“Please Respect Our Terms and Conditions”: A Causal Analysis of GDPR Impact on Privacy Policies

Abstract

The General Data Protection Regulation (GDPR) has been widely praised as the most consequential privacy law in history. However, GDPR causal effects have never been formally analyzed, and all GDPR praises are largely unsubstantiated. This thesis constructs a database of 317,396 privacy policies to overcome previous data limitations and formally quantifies the causal impact of GDPR regulation on privacy policies.

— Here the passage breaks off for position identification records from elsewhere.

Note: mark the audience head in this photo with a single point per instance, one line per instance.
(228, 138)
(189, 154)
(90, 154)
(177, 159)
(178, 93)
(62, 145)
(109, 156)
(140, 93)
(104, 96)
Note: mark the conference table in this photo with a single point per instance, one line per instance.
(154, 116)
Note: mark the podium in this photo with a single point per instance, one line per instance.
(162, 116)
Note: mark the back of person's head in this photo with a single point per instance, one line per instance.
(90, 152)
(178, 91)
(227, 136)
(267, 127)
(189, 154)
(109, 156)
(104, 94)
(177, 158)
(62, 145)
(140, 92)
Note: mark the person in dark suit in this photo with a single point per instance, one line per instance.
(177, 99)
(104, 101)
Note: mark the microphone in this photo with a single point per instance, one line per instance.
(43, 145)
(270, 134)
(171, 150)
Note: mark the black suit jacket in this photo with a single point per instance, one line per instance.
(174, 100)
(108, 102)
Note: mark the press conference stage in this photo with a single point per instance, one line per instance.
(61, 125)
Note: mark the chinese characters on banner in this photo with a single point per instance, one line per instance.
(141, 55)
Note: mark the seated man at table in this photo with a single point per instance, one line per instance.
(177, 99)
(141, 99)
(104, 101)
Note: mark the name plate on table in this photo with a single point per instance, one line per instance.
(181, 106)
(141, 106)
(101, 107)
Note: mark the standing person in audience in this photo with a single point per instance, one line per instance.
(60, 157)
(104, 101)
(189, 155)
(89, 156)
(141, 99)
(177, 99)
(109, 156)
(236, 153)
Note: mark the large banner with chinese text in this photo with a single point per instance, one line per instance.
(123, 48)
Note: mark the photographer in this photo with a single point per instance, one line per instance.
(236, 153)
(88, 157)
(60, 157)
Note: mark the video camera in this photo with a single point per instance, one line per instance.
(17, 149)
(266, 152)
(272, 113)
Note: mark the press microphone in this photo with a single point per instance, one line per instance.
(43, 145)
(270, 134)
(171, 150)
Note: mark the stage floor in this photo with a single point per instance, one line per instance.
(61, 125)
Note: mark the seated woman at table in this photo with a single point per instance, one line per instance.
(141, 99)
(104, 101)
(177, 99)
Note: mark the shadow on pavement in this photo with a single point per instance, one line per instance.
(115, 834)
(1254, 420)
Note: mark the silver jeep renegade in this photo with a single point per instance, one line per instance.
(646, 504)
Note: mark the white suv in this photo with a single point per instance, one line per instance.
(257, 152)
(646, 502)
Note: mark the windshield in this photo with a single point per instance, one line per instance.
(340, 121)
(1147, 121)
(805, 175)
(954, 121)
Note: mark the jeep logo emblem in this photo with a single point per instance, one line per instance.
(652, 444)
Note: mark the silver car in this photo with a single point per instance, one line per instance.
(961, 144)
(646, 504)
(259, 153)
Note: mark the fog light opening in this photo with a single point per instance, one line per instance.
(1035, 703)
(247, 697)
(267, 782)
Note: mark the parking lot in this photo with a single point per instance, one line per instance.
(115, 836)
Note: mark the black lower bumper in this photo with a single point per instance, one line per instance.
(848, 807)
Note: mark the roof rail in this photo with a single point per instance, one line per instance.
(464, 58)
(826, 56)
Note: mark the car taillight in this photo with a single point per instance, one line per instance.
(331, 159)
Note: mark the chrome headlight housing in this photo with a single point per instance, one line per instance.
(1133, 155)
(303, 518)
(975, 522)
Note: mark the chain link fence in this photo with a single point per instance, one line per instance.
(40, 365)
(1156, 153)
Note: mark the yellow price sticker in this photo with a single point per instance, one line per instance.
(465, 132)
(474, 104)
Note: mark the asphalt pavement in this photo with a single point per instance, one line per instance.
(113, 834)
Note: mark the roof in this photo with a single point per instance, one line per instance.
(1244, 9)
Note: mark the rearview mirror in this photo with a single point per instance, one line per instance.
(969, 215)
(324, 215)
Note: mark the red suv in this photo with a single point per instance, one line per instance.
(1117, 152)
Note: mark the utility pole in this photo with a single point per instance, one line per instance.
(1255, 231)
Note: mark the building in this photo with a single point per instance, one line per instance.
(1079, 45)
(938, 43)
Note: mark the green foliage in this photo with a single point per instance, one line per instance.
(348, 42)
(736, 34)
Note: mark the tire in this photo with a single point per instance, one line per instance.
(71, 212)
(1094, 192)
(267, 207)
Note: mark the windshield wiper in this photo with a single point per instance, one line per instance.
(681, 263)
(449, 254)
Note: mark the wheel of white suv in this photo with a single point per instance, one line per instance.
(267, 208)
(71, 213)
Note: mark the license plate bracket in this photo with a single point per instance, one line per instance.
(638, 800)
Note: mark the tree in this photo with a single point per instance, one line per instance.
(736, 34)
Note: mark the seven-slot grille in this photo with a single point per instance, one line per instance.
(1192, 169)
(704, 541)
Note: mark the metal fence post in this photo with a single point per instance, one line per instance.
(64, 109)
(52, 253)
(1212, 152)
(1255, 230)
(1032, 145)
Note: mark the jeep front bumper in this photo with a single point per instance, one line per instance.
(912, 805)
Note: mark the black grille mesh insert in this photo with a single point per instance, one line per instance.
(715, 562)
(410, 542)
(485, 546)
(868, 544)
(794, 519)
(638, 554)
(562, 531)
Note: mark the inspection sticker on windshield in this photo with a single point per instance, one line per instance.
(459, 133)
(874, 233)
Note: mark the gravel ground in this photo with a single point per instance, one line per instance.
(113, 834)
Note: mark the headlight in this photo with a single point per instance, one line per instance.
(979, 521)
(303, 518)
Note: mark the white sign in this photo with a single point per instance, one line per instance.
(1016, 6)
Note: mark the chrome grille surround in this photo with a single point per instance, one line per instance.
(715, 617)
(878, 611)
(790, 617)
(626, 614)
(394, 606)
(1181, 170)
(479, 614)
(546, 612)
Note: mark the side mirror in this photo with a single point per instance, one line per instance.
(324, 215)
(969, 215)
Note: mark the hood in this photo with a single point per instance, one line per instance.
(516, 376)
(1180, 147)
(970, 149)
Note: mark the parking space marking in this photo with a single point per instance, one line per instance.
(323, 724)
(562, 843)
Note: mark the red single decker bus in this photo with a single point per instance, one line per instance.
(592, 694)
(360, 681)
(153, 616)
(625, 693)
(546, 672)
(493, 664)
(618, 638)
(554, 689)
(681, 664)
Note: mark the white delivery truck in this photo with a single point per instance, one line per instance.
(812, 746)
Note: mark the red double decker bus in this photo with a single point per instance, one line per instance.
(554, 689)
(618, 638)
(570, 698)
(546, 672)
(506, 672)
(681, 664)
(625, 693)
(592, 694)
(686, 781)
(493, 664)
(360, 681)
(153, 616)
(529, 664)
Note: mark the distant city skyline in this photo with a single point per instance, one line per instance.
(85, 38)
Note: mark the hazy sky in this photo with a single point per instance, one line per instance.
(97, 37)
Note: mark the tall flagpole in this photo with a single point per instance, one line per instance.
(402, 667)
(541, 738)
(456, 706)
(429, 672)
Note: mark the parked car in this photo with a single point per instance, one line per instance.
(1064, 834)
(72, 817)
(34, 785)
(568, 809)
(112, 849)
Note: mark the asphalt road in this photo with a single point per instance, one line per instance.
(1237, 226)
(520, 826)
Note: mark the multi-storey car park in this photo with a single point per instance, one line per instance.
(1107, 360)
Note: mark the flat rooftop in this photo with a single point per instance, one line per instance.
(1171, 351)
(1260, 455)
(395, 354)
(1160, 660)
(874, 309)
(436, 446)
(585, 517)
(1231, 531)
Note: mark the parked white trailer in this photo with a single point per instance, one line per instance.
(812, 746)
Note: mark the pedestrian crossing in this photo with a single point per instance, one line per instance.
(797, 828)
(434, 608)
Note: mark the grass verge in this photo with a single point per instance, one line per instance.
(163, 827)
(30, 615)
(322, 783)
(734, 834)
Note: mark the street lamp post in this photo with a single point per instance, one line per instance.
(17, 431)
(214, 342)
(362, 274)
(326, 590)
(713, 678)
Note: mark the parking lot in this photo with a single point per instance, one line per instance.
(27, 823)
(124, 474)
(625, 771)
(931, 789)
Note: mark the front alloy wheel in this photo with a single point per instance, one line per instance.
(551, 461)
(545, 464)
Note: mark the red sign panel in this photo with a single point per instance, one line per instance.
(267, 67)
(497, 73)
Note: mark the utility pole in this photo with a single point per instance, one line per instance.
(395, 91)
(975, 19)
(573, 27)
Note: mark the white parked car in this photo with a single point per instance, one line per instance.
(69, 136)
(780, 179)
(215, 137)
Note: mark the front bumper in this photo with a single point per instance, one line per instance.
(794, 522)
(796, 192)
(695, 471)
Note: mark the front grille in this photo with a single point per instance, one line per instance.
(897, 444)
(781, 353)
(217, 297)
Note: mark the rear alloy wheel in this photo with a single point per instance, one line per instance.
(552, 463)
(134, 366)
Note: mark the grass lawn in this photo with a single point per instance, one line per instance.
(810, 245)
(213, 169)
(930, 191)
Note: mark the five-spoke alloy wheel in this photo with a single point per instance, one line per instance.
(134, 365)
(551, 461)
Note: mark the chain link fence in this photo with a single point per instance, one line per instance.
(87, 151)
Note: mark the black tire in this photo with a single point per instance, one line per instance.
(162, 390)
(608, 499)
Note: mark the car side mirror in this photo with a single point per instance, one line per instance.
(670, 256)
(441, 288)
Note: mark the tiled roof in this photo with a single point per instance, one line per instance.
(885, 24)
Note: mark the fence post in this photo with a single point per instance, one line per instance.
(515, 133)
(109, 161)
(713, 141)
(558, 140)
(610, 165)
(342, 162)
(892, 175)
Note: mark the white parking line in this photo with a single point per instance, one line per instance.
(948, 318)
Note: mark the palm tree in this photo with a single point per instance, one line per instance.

The thesis begins by addressing the open question of whether GDPR regulation has significantly changed privacy policies. I find that the GDPR has substantially changed privacy policies since its adoption: GDPR websites, on average, have changed their privacy policies 12.45% more and updated their privacy policies 25.43% more frequently than a non-GDPR control, ceteris paribus. The thesis next addresses the more nuanced question of how GDPR regulation has changed privacy policies. I identify a clear tension between the GDPR mandate for “concise and readable” privacy policies and additional GDPR Article disclosure requirements: the GDPR has made privacy policies more compliant with various GDPR articles but also less accessible.

Questions of GDPR efficacy are becoming particularly relevant to policy discussions. Many countries including New Zealand, India, South Africa, and the United States are modeling national privacy developments off of GDPR legislature. Further research on the nuanced effects of GDPR regulation on privacy policies is necessary for the GDPR to serve as a global paragon of privacy law successfully.